During the last two decades, significant improvements in the performance of polymeric materials for gas separation membranes have been made[1–6], and understanding of the relationships between the polymer structure and gas transport properties of polymeric membranes has been greatly advanced[2, 3]. Despite these advantages and progresses, polymeric membranes are restricted by the trade-off trend between gas permeability and selectivity, as shown by Robeson. Most of the researchers have paid special attention to the relationship between polymer structure and gas separation properties in order to improve membrane performance both in permeance and selectivity.
The permeability of a polymeric membrane is mainly controlled by the chain mobility, the packing density, and the free volume of the polymer structure. The introduction of rigid fillers having particle size close to the characteristic size of the macromolecules which form the selective polymer film can be the best technique to improve gas permeability by inhibiting molecular chain packing and increasing free volume. Therefore, mixed matrix membranes (MMM) defined as the synergistic combination of organic polymers with inorganic nanofillers (both permeable and impermeable) dispersed at the nanometer level have been studied as an alternative approach to solve the trade-off problem of polymeric membranes in gas separation[8, 9].
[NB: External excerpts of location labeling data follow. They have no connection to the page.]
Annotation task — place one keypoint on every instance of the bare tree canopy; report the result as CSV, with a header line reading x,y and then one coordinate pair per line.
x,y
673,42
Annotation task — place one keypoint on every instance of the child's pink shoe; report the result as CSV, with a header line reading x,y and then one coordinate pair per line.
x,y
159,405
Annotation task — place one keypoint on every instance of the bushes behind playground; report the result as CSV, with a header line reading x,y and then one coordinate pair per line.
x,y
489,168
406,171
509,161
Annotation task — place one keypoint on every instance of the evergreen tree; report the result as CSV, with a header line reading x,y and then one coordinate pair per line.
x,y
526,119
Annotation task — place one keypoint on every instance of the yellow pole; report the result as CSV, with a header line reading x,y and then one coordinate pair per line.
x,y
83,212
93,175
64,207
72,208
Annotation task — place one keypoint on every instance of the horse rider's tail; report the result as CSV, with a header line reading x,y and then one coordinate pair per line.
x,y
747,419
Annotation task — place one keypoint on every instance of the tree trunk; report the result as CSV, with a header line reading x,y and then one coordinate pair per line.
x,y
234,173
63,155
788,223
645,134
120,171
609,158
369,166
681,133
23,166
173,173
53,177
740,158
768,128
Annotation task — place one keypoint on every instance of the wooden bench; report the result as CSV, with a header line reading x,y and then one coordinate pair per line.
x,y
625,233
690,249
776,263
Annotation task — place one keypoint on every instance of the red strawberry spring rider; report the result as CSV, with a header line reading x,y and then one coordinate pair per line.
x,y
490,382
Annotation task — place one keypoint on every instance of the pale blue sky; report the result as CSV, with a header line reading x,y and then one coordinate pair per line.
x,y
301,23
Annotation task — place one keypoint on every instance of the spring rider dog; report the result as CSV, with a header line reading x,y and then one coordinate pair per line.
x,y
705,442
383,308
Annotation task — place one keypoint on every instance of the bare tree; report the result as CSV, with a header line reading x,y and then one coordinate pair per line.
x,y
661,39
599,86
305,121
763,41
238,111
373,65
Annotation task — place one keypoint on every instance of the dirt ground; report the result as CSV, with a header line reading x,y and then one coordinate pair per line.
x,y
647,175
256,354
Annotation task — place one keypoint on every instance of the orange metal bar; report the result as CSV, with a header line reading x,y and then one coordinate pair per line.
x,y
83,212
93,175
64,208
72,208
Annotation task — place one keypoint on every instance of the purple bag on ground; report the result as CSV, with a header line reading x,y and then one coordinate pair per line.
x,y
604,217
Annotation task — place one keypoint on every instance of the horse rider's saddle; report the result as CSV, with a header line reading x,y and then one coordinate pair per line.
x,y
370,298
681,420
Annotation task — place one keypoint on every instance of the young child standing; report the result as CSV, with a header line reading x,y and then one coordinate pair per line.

Proper material selection for both the polymer matrix and the inorganic phase is important in the development of MMM. It has been found that polymer properties as well as inorganic phase properties affect mixed matrix membranes morphology and thus influence the separation performance. Compared to the pure polymer membranes, many polymer-inorganic MMM show higher permeabilities without sacrificing or even improve gas selectivity. Pinnau and He reported an unexpected increase of gas permeability without loss of gas selectivity in a series of high-free-volume glassy polymers whereby inorganic nonporous nanoparticles, such as fumed silica or carbon black, were incorporated into the polymeric matrix. Some experimental studies used carbon nanotubes as inorganic nanofillers to fabricate MMM, and an improvement of the gas permeability compared to the neat polymer membranes was observed. For instance, Kim et al. reported on the addition of carbon nanotubes (CNTs) to poly(imide siloxane) membranes which resulted in increased O2, N2, and CH4 permeability. Cong et al. prepared the brominated poly(2, 6-diphenyl-1,4-phenylene oxide) composite membrane with single-walled CNTs or MWCNTs and found that the low concentration of CNTs addition increases the gas permeability without sacrificing the selectivity. Weng et al. fabricated the MWCNTs/PBNPI membrane. In their results both the permeabilities and the selectivities of H2, CO2, and CH4 improved significantly at high MWCNTs concentrations (>5 wt.%). Based on these investigations, one can conclude that the interaction between polymer matrix and nanotubes may disrupt the polymer chain packing thus enhancing gas diffusion due to introducing more free volume voids between the polymer chains and nanoscale defects on the polymer/nanofillers interface.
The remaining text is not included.